キラキラした女の子
管理局に来てからの生活は、怒涛だった。
気づいたら八罪管理局というよくわからない組織に連れてこられて、
検査だの説明だのが山ほどあって。
半魔としての能力の扱い方を教えられて。
途中の細かいことは、正直あまり覚えていない。
覚えているのは――。
「乙葉ちゃん、うまい!」
「すごい、こんなに食べて動けるんだ……!」
「筋いいね~」
みんなが笑ってくれたこと。
自分の食べるが、初めて肯定されたこと。
そして何より。
「よし、今日の訓練はここまで。乙葉ちゃん、晩ご飯一緒に食べよっか」
毎日のように、昴がそう言ってくれたこと。
食堂での食事は、いつも誰かと一緒だった。
昴と、他の局員たちと、たまにやってくる小さな女の子と。
笑い声のあるご飯は、本当に美味しくて。
乙葉は、毎日胸の中で何度も何度も「ありがとう」と繰り返した。
そのうち、乙葉は気づいた。
自分の目も、心も、ずっと昴を追いかけていることに。
訓練で昴の指導を受けるとき。

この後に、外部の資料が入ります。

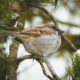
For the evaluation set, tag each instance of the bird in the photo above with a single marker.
(41, 40)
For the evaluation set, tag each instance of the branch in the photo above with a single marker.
(43, 68)
(68, 23)
(46, 12)
(39, 59)
(50, 68)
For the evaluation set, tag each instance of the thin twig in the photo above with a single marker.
(55, 77)
(46, 12)
(50, 68)
(71, 44)
(44, 71)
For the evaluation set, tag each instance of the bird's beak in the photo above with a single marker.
(60, 31)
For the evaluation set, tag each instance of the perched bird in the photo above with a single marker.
(41, 40)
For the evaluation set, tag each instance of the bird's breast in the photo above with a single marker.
(43, 44)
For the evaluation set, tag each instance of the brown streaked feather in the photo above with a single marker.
(38, 31)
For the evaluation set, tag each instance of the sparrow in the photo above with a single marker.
(40, 40)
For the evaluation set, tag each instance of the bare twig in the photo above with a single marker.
(50, 68)
(55, 23)
(46, 12)
(43, 59)
(71, 44)
(43, 68)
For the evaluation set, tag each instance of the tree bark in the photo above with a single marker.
(12, 64)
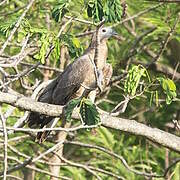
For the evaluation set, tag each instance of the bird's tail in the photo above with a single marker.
(37, 120)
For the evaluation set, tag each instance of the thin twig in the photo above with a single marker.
(138, 14)
(3, 120)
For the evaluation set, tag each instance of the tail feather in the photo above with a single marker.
(42, 121)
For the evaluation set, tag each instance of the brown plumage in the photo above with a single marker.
(77, 78)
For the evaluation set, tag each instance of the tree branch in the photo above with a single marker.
(131, 126)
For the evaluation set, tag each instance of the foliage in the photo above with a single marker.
(111, 11)
(154, 93)
(88, 111)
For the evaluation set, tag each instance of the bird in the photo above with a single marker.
(77, 79)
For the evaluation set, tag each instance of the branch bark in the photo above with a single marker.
(130, 126)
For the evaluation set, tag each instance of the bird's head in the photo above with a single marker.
(106, 32)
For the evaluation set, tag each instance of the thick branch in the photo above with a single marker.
(131, 126)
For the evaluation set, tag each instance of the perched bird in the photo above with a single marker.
(78, 79)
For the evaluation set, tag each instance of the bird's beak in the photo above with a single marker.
(114, 33)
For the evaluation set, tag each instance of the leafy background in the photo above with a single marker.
(156, 106)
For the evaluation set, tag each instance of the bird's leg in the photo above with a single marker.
(100, 79)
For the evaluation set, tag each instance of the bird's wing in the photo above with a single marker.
(69, 82)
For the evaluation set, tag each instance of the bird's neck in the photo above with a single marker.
(102, 53)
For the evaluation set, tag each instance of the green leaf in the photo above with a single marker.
(70, 107)
(44, 46)
(89, 113)
(60, 10)
(169, 89)
(133, 78)
(76, 42)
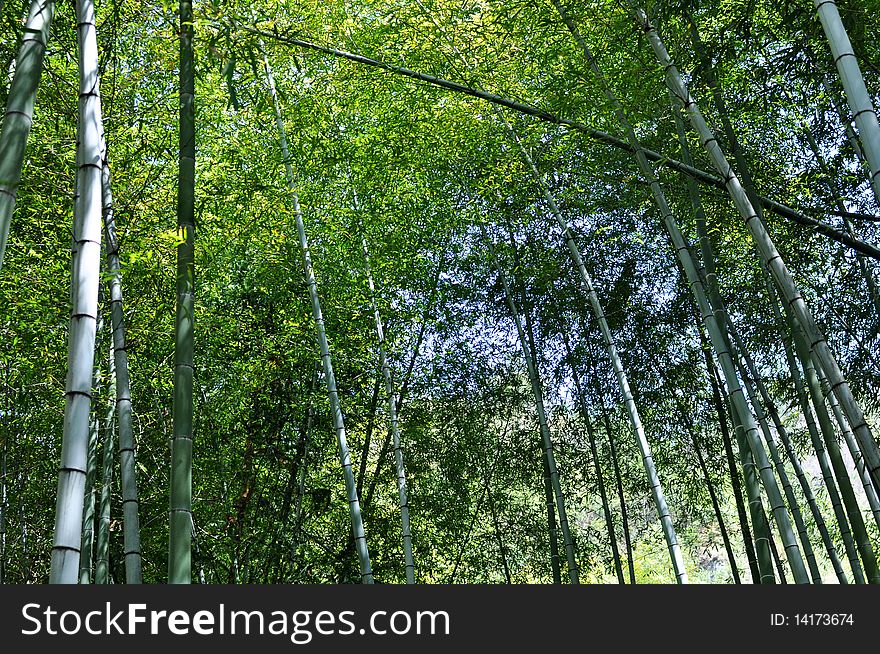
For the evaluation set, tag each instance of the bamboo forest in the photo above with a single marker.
(440, 292)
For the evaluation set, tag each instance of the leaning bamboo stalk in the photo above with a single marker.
(593, 134)
(769, 254)
(537, 393)
(753, 376)
(816, 441)
(716, 336)
(859, 532)
(594, 452)
(86, 265)
(852, 446)
(657, 492)
(20, 109)
(701, 462)
(779, 466)
(180, 502)
(735, 485)
(863, 112)
(392, 418)
(357, 523)
(102, 552)
(128, 471)
(88, 529)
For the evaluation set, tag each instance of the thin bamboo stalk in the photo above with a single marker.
(86, 265)
(769, 254)
(127, 457)
(716, 336)
(180, 504)
(863, 112)
(537, 393)
(20, 109)
(357, 523)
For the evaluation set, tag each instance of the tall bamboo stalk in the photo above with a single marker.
(357, 523)
(595, 135)
(20, 109)
(618, 481)
(816, 440)
(752, 376)
(128, 470)
(392, 418)
(684, 414)
(102, 554)
(850, 503)
(180, 505)
(769, 254)
(88, 530)
(657, 492)
(537, 393)
(86, 265)
(594, 452)
(736, 486)
(779, 466)
(857, 96)
(849, 439)
(716, 336)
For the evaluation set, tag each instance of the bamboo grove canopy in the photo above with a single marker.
(417, 291)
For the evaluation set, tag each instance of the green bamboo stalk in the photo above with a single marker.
(769, 254)
(760, 526)
(711, 285)
(552, 529)
(20, 109)
(736, 486)
(618, 481)
(102, 554)
(88, 534)
(180, 505)
(501, 549)
(128, 470)
(684, 414)
(779, 466)
(752, 375)
(392, 418)
(594, 452)
(534, 379)
(716, 336)
(816, 440)
(857, 523)
(657, 492)
(357, 524)
(857, 96)
(849, 439)
(86, 265)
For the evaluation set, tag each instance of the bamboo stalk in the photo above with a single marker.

褒められたとき。
さりげなくフォローされたとき。
嬉しくて、悔しくて、もっと見てほしくて。
絶対、釣り合ってないよね。なんて思ってしまう。
鏡を見るたび、現実に引き戻される。
ふわふわの頬。丸いお腹。むっちりした太腿。
乙葉が可愛いと思う女の子のイメージとは、ちょっとずれている。
隣に立つ昴は、どこからどう見ても絵になる女の子で。
ときどき同じ制服を着て訓練する日なんかは、ちゃんと女子高生って感じなのに、乙葉だけクラスの端っこにいるちょっとぽちゃっとした子感が出てしまう。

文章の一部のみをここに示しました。